First of all, people speed simply to put themselves squarely in the centre of the inverted U-shaped curve or at least on the up side of the curve. To allow them to stay at too low a level of intellectual demand would undoubtedly result in increased drowsiness, poor mental alertness, and reduced visual acuity as the eyes tend to relax into a state termed empty field myopia. Too high on the curve and they might be very alert, but with modern policing the way it is, the level of threat is usually very uncomfortable, resulting in an unnecessary diversion of attention, or focus on the job at hand. By inference then, drivers do actually speed to become safer, more alert than is practicable at ridiculously low speeds. That should explain why more people are now dying from fatigue related crashes than they have in the past. I think it is now passing speed as the major factor! As we all know instinctively, LACK OF ALERTNESS OR SKILL KILLS, speed is only relevant when considered in context – something the anti-car lobby regularly ignore.
Young drivers often speed simply in an effort to improve their skills in a benign learning environment – something that is impossible to achieve with a real driving instructor or your average parent. They speed in an attempt to improve their skills because driver training is so woefully inadequate, in this country at least, that they quite correctly recognize their inadequacies and try to correct them. Responsible youngsters do this without endangering other people, while those who do endanger others’ lives or simply disturb their comfort levels are in need of some positive adult guidance. There are a few individuals who are blatantly irresponsible, however, these people would also respond better to positive corrective action than the fine system.
Second, the typical driver is a human being. This means that they are subject to Maslow’s celebrated hierarchy of needs. With impossibly slow traffic, unenlightened traffic management bureaucracies, and other low level stressors, drivers are often regressing to their lowest level of behaviour as their stress levels increase. In these conditions, it is folly to think that drivers are always going to react logically to threats, particularly those imposed by a government which seems totally oblivious to their needs.
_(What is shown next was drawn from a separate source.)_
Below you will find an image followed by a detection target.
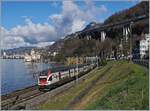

If you have kids, you will understand the effect of long term stress on your level of consciousness which is directly related to
your position on Maslow’s hierarchy of needs
Therefore, for punitive enforcement systems to work at improving road safety, they must assume that the target individual is comfortable, unstressed, and in a suitable mental state for punishment to work. As we all know, setting the punishment for stealing a loaf of bread at a one way ticket to Australia just doesn’t work if the individual is starving.
This basically implies that we need to seek to reduce regressive factors that tend to make drivers revert to lower levels of behaviour on Maslow’s Hierarchy of Needs Pyramid if we are sincere about safety. Present government policy is a good example of how to use safety as a weapon against us. This implies a high level of contempt for us as their so-called “Masters”. They are supposedly our servants! Once this is understood and analysed, we find that their contempt for us stems directly from our contempt for them. It seems that the ball is really in our court, which is a much more positive and empowering way of looking at the issue than the alternative.
As distasteful as this may sound, it seems that we need to begin treating politicians and public servants with respect if we hope for them to reciprocate.
Regards,
Peter R Callil
I have replied as follows:
Hi Peter,
Thanks for an interesting and encouraging email. Clearly we're thinking along the same lines. Have you found this page: http://www.safespeed.org.uk/arousal.html ? It provides some linkage to your opinions and provides an earlier reference for the inverted U curve.
Since writing the 'Why drivers speed' page I have realised that an input to the risk balancing process is an individual's subconscious real-time risk assessment process. It's probably the risk assessment process that is most key to the whole thing. Routine speed adjustments take place to satisfy the level of stress needs via the agent of real time risk assessment. Since this risk assessment process is almost entirely subconscious, most of us have absolutely no idea why we speed.